Institute of Chemical Engineering
"Heat and Mass-Transfer in gas-liquid systems"
Main topics of investigations:
1. Packed bed columns for absorption, desorption, distillation, and direct heating. Development of new high efficient packings, especially for extremely low and extremely high liquid superficial velocity, new types of liquid phase distributors and devices for wall effect elimination.
2. Unified method and program for calculation of packed bed column apparatuses for absorption, desorption, distillation, and direct heating using in all cases the same non-linear balance differential equation and the same equation for determination of mass transfer coefficient. The heat transfer coefficient is calculated using the analogy between heat and mass transfer. The Marangoni effect and the axial mixing are taken into account.
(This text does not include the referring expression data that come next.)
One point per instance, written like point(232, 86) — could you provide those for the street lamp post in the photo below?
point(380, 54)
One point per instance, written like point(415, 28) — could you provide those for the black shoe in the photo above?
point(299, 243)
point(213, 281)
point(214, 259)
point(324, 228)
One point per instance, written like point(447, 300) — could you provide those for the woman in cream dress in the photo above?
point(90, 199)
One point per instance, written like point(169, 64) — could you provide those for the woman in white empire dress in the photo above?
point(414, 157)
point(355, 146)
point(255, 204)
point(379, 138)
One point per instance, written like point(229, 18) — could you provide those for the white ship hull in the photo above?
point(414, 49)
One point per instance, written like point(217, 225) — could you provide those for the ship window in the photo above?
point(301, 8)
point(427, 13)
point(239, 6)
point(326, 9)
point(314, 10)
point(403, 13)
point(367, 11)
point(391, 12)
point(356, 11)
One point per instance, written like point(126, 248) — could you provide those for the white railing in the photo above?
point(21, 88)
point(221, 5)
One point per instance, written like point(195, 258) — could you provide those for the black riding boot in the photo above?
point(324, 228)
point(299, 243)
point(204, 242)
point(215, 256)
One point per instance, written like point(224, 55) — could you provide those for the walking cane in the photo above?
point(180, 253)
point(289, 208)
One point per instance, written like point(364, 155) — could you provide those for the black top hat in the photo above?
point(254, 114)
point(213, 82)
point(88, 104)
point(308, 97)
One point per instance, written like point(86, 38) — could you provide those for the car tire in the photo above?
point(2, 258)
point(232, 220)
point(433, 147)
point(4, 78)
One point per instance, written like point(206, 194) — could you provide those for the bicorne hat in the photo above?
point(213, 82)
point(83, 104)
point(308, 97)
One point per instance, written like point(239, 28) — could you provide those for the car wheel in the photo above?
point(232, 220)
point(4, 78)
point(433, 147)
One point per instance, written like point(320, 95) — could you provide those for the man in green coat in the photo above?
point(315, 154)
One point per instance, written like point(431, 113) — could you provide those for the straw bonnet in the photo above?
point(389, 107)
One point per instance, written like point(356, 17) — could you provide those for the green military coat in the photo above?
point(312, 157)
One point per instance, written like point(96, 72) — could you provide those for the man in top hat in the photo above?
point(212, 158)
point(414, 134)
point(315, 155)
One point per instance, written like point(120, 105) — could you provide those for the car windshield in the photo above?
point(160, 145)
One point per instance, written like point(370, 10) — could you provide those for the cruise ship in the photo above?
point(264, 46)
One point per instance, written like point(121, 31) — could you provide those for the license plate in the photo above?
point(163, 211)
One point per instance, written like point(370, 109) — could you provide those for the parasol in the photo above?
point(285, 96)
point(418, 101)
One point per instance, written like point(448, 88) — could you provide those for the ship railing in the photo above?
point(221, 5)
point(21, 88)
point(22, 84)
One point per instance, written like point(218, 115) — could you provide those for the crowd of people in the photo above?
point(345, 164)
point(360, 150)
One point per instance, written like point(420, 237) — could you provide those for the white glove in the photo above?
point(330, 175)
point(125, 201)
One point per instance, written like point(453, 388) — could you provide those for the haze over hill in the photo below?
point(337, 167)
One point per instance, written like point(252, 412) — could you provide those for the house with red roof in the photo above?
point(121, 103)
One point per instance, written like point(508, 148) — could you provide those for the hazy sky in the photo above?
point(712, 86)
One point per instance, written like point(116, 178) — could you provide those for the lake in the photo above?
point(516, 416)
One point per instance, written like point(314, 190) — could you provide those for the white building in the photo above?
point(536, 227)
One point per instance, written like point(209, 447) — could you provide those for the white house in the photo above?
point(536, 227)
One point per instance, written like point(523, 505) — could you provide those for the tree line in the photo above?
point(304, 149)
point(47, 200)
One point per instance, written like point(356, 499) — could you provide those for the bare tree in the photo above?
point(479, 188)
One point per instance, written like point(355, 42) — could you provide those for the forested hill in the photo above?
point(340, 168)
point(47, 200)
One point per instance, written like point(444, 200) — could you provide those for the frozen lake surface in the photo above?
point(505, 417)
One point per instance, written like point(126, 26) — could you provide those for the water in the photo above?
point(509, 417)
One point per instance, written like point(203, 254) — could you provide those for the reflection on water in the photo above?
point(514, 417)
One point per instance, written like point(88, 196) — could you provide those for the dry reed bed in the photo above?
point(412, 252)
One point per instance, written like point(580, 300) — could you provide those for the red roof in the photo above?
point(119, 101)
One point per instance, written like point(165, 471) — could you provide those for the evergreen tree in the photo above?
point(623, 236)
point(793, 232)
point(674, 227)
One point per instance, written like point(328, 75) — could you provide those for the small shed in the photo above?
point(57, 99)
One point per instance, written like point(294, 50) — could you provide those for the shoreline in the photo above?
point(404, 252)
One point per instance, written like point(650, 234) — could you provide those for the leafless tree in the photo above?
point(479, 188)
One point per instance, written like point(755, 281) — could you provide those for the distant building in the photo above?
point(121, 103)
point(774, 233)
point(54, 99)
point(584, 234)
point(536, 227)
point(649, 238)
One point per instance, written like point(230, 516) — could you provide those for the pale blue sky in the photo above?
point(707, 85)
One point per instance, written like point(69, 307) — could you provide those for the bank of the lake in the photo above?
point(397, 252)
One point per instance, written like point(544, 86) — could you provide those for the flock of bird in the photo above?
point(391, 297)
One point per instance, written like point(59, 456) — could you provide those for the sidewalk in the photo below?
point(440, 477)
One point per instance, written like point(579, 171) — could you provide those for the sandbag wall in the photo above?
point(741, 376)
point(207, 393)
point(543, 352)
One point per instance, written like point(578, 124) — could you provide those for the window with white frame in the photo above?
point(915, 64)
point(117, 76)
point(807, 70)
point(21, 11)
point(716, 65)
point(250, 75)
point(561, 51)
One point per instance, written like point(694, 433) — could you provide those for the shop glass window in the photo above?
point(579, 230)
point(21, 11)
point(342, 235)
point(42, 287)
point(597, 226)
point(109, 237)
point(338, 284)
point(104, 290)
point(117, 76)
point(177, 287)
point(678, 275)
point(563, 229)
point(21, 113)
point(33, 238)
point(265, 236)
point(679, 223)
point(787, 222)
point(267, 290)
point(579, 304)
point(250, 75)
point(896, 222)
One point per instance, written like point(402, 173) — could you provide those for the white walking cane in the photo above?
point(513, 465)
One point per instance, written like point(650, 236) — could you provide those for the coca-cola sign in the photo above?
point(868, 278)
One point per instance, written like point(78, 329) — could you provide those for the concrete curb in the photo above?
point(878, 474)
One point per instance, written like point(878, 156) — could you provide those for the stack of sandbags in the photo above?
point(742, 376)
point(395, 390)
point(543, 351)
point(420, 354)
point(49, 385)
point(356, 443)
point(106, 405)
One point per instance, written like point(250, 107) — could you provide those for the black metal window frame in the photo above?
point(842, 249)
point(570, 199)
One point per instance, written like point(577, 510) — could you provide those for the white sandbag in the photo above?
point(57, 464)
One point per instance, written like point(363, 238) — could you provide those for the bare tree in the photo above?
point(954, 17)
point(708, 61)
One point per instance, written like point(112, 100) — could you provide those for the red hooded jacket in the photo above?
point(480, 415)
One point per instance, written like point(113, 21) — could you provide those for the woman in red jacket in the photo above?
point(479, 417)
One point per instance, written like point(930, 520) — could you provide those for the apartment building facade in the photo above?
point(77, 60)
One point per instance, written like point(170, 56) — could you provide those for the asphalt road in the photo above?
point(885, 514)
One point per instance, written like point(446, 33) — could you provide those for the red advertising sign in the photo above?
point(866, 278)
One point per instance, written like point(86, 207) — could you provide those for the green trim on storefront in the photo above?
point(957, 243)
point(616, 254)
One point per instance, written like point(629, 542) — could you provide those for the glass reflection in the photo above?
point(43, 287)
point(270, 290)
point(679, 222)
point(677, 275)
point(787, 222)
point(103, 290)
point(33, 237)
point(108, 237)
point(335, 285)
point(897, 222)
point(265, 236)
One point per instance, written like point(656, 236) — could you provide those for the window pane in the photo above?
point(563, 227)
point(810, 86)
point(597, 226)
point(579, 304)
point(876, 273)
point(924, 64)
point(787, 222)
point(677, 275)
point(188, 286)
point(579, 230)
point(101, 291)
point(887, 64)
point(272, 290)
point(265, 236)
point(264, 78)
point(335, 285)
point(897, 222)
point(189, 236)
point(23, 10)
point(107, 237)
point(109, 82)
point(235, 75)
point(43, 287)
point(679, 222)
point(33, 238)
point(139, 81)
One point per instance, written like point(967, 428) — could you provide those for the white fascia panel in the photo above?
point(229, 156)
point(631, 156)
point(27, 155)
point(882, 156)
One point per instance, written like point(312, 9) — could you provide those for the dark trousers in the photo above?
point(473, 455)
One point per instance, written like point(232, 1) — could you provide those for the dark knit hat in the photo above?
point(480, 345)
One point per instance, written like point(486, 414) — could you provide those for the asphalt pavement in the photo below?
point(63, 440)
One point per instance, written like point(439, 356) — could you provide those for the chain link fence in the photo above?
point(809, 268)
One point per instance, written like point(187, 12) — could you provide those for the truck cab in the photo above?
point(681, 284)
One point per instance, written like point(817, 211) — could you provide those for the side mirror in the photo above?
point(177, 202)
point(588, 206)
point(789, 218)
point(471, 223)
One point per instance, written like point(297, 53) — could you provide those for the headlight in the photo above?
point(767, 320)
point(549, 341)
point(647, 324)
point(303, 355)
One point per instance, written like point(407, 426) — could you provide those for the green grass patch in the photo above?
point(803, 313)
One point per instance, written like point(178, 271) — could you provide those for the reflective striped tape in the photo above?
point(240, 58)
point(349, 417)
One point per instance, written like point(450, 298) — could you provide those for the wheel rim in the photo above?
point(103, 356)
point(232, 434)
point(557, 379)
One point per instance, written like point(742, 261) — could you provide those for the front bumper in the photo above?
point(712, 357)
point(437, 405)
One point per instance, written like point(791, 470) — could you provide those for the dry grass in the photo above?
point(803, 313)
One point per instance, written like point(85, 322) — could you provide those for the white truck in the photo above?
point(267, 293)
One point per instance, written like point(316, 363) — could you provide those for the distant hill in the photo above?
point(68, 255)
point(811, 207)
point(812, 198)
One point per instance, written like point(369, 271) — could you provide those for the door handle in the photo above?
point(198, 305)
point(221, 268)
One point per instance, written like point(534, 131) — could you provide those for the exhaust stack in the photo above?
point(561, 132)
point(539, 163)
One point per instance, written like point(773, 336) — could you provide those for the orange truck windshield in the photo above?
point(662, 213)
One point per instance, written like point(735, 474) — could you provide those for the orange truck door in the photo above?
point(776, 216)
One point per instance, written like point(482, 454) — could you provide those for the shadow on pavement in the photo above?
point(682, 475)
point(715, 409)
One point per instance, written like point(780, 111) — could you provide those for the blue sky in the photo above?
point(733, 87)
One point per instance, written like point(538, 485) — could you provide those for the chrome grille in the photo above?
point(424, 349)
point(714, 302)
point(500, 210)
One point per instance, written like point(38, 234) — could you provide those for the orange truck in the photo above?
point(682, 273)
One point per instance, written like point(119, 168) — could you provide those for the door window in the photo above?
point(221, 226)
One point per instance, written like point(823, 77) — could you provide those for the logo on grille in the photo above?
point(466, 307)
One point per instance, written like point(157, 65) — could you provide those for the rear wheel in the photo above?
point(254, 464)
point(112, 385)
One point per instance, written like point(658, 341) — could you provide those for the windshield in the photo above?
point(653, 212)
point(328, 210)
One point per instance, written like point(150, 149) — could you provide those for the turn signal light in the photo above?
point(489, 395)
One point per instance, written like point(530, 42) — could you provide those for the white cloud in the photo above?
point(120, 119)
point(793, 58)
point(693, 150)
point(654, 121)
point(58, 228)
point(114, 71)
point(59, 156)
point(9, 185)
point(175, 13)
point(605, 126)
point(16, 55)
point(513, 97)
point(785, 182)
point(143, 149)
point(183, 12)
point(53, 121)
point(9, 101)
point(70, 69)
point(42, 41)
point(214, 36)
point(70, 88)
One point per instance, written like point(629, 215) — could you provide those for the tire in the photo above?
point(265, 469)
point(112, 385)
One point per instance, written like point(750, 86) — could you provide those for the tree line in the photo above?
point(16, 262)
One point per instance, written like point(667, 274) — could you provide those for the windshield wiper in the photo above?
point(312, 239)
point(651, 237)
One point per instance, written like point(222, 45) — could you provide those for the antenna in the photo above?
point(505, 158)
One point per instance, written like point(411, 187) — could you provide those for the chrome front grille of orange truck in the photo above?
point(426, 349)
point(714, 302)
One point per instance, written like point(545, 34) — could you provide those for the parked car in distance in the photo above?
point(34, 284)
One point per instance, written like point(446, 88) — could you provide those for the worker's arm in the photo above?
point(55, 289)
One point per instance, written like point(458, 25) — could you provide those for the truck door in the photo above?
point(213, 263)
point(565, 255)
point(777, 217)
3. Development of bioreactor with semi fixed packing for aerobic and anaerobic processes, especially appropriate for waste water purification.
4. Technologies for SO2 and NOx removal and for utilization of flue gases heat.
5. New structured active carbon for use as adsorbent and catalyst carrier. The essence of the invention is that the active carbon is formed in such a way, that the fluid flows through its capillaries. Thus the thickness of the diffusion layer is very low, not larger than the capillary radius. It means the diffusion does not limit the process.
Industrial contacts:
Up to now, in Bulgaria and in many other countries, more than 900 apparatuses and installations are implemented in the industry for carrying out 17 different technological processes, such as absorption, desorption, distillation, and direct heating, mainly for purification of wastegases and waste waters and for utilization of flue gases heat. All of them are after our patents and basic design.
Scientific products intended to be implemented in industry
1. Enhancement of the energy efficiency of the Wellman-Lord method for purification of flue gases from sulfur dioxide.
A new type of a packing and a distributor enabling purification of flue gases containing sulfur dioxide by absorption with water solution of sodium sulfite/ bisulfite in packed columns at full countercurrent regime. The increase of the absorption driving force leads to reduced apparatus height and steam consumption for solution regeneration. The quantity of water evaporated for solution regeneration is reduced from 8 to 6.2 kg/kg sulfur dioxide.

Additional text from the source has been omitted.